Sylvie Fréchette a participé à la cérémonie de la Puja en compagnie des deux sherpas qui l'épaulent dans cette grande aventure.
Le moral est bon malgré l'incertitude
Des nouvelles de Sylvie Fréchette en route vers le sommet de l'Everest
Sylvie Fréchette est toujours au camp de base de l'Everest, à la merci des péripéties entourant le transport de la flamme olympique jusqu'au sommet par une équipe chinoise, par le versant tibétain de l'imposante montagne. Si le moral est bon, la Silleroise se serait toutefois évidemment bien passée de toute cette attente et de l'incertitude qui en découle.

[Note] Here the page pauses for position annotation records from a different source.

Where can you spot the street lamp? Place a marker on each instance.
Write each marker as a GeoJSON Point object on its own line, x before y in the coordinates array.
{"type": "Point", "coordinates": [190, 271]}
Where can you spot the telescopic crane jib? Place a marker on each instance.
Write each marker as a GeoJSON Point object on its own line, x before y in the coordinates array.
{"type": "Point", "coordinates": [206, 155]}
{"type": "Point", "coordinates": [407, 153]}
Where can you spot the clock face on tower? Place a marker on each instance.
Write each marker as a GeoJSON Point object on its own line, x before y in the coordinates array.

Au départ, il était question que l'équipe chinoise tente une ascension à compter du 28 avril. Mais prétextant de mauvaises conditions climatiques, les autorités ont retardé le départ, laissant planer le doute quant à la date exacte de la prochaine tentative.

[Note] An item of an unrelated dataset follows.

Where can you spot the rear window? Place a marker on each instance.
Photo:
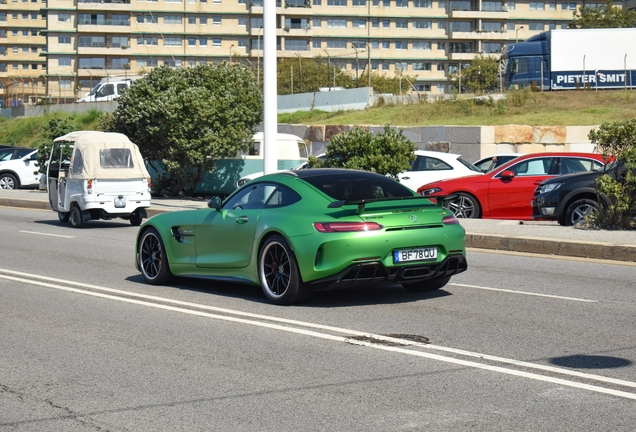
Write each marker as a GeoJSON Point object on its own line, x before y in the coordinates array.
{"type": "Point", "coordinates": [358, 186]}
{"type": "Point", "coordinates": [115, 158]}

Comme l'accès à la montagne sera interdit durant cette expédition, possiblement entre le 1er et le 10 mai, chaque jour de retard ajoute un peu de pression sur tous les alpinistes qui, installés au camp de base, n'attendent que le feu vert pour se lancer à l'assaut de la montagne.
«Je me sens comme en prison, écrit Sylvie dans un courriel transmis à ses proches. C’est difficile à accepter cette situation. Je n’avais pas besoin de tout ce cirque, Déjà, grimper l’Everest est un investissement considérable.»

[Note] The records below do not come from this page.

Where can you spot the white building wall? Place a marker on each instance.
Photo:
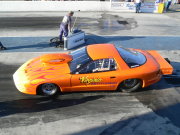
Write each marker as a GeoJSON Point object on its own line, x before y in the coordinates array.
{"type": "Point", "coordinates": [54, 6]}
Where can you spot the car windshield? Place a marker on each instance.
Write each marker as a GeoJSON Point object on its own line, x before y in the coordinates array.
{"type": "Point", "coordinates": [80, 57]}
{"type": "Point", "coordinates": [131, 57]}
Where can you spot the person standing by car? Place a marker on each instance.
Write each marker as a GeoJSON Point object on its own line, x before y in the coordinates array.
{"type": "Point", "coordinates": [65, 26]}
{"type": "Point", "coordinates": [138, 5]}
{"type": "Point", "coordinates": [2, 47]}
{"type": "Point", "coordinates": [168, 4]}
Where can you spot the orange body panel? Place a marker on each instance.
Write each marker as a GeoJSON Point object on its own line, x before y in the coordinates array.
{"type": "Point", "coordinates": [54, 68]}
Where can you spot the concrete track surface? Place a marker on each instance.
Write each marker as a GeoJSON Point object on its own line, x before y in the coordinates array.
{"type": "Point", "coordinates": [154, 110]}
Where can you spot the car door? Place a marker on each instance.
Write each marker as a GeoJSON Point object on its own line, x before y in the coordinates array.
{"type": "Point", "coordinates": [96, 75]}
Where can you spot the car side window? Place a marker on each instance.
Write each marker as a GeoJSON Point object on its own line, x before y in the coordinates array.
{"type": "Point", "coordinates": [100, 65]}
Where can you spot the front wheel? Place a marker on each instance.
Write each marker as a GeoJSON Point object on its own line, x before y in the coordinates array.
{"type": "Point", "coordinates": [130, 85]}
{"type": "Point", "coordinates": [49, 89]}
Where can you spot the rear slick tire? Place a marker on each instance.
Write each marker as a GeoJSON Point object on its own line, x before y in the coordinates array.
{"type": "Point", "coordinates": [49, 89]}
{"type": "Point", "coordinates": [130, 85]}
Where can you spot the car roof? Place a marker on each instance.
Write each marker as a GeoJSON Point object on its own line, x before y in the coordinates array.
{"type": "Point", "coordinates": [100, 51]}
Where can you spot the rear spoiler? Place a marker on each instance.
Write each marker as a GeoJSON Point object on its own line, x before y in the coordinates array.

Cette dernière, qui poursuit son acclimatation, assure cependant que son moral va bien et que, physiquement, elle «pète le feu». Le 21 avril, elle est allée coucher au camp I, puis, deux jours plus tard, elle montait jusqu'au camp II (6492 mètres), soit le maximum permis par les autorités. Elle devait d'ailleurs dormir à cet endroit le 27 ou le 28 avril.
Sylvie Fréchette envisage toujours descendre vers Lobuche durant l'embargo, question de bien se reposer pour être d'attaque quand elle aura enfin le champ libre.